# Homework for JLeague competition

## Setting up

In [1]:
import pandas as pd
import numpy as np
from sklearn import linear_model

import seaborn as sns
import matplotlib.pyplot as plt

# Path
input_path = "../input_data/"

# Figure Size
plt.rcParams["figure.figsize"] = (20.0, 10.0)

# Set Display Max Columns
pd.set_option("display.max_columns", 50)

# Set Display Max Rows
pd.set_option("display.max_rows", 200)

# Load datasets
train = pd.read_csv(input_path + "jleague/train.csv", sep=",", header=0, quotechar="\"", encoding='utf-8')
test = pd.read_csv(input_path + "jleague/test.csv", sep=",", header=0, quotechar="\"", encoding='utf-8')
condition = pd.read_csv(input_path + "jleague/condition.csv", sep=",", header=0, quotechar="\"", encoding='utf-8')
stadium = pd.read_csv(input_path + "jleague/stadium.csv", sep=",", header=0, quotechar="\"", encoding='utf-8')

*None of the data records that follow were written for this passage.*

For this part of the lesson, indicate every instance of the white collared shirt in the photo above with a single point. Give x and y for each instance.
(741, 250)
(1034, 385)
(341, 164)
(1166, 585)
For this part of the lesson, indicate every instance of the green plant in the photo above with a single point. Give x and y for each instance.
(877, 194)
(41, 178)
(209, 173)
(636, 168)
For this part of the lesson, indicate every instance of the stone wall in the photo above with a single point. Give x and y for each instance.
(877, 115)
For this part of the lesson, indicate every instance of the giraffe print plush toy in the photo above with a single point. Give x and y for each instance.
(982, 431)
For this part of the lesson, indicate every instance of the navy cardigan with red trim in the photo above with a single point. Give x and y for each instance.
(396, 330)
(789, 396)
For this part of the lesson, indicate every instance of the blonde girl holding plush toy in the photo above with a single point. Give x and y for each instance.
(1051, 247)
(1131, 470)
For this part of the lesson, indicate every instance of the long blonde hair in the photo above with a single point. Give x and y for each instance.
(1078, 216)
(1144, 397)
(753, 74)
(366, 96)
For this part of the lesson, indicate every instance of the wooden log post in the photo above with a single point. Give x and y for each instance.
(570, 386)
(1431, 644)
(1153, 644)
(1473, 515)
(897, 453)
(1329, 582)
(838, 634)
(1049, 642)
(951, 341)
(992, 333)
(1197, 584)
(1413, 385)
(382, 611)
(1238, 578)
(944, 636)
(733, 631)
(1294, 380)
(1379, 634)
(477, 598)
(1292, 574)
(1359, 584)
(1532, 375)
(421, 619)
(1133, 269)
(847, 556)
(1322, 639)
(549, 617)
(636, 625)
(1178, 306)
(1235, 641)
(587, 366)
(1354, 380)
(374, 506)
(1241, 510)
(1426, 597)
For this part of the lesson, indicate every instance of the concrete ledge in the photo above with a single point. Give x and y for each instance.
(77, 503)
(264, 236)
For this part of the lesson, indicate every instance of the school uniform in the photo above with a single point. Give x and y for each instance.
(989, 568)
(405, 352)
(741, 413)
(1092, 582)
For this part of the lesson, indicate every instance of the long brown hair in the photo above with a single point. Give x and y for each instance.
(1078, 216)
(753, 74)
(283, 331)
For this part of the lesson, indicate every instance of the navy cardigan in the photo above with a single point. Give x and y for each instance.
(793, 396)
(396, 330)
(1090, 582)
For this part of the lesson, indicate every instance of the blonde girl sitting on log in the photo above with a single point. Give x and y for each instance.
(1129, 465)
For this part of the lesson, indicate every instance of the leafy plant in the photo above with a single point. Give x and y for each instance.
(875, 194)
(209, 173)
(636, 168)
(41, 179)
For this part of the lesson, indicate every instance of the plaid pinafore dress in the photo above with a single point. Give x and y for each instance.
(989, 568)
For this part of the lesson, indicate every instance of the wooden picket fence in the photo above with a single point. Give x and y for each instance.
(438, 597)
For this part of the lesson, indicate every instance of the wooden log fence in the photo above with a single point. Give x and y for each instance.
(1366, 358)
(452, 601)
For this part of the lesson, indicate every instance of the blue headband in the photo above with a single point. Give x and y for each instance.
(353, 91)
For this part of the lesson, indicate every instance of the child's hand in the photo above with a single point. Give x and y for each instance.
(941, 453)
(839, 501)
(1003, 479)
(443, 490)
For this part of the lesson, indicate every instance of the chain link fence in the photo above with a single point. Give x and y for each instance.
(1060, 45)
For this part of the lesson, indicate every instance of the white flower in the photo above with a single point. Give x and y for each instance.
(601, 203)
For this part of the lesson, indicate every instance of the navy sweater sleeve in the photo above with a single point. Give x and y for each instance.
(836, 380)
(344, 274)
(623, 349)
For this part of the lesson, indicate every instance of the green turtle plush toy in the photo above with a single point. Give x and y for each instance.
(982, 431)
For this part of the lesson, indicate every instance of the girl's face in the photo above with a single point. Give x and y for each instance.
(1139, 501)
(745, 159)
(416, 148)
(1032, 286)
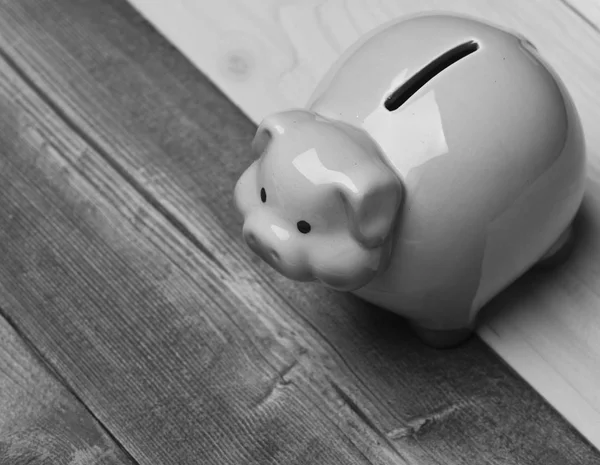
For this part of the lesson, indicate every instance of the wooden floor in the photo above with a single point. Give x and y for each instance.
(137, 329)
(269, 56)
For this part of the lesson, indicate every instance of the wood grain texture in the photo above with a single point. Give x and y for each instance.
(41, 422)
(124, 263)
(269, 56)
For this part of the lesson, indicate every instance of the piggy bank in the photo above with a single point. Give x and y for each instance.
(437, 161)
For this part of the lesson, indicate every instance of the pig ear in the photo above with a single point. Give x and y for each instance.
(372, 201)
(276, 125)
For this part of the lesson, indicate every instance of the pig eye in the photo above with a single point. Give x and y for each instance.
(303, 227)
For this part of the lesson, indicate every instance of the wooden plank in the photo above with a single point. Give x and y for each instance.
(127, 269)
(41, 422)
(270, 55)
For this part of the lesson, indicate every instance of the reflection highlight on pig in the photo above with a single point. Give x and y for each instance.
(319, 203)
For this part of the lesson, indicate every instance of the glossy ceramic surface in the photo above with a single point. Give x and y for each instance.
(438, 160)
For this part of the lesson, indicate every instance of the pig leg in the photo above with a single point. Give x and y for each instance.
(559, 251)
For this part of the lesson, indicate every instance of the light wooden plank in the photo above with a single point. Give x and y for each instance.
(41, 421)
(154, 286)
(267, 56)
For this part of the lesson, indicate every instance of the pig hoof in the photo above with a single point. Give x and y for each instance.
(559, 251)
(444, 338)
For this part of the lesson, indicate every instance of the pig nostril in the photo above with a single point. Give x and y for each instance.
(251, 239)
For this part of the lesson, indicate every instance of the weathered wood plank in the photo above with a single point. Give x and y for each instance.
(41, 422)
(269, 55)
(124, 264)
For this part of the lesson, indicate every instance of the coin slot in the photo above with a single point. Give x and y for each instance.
(397, 98)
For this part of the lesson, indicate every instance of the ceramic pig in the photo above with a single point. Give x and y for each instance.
(437, 161)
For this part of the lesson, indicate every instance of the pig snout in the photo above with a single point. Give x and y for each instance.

## Merging datasets for feature engineering

In [2]:
# Train and Test
dat = pd.concat([train, test], axis=0)
dat["data"] = dat["y"].apply(lambda x: "Test" if np.isnan(x) else "Train")

# condition
dat = pd.merge(dat, condition, how="inner", on="id")

# stadium
dat = pd.merge(dat, stadium, how="inner", left_on="stadium", right_on="name")
dat.shape

(2034, 45)

## Feature engineering

In [3]:
# Original FE by sensei
# J1フラグ
dat["J1_flg"] = dat["stage"].apply(lambda x: 1 if x=="Ｊ１" else 0)

# 12月フラグ
dat["month"] = dat["gameday"].apply(lambda x: int(x.split("/")[0]))
dat["December_flg"] = dat["month"].apply(lambda x: 1 if x==12 else 0)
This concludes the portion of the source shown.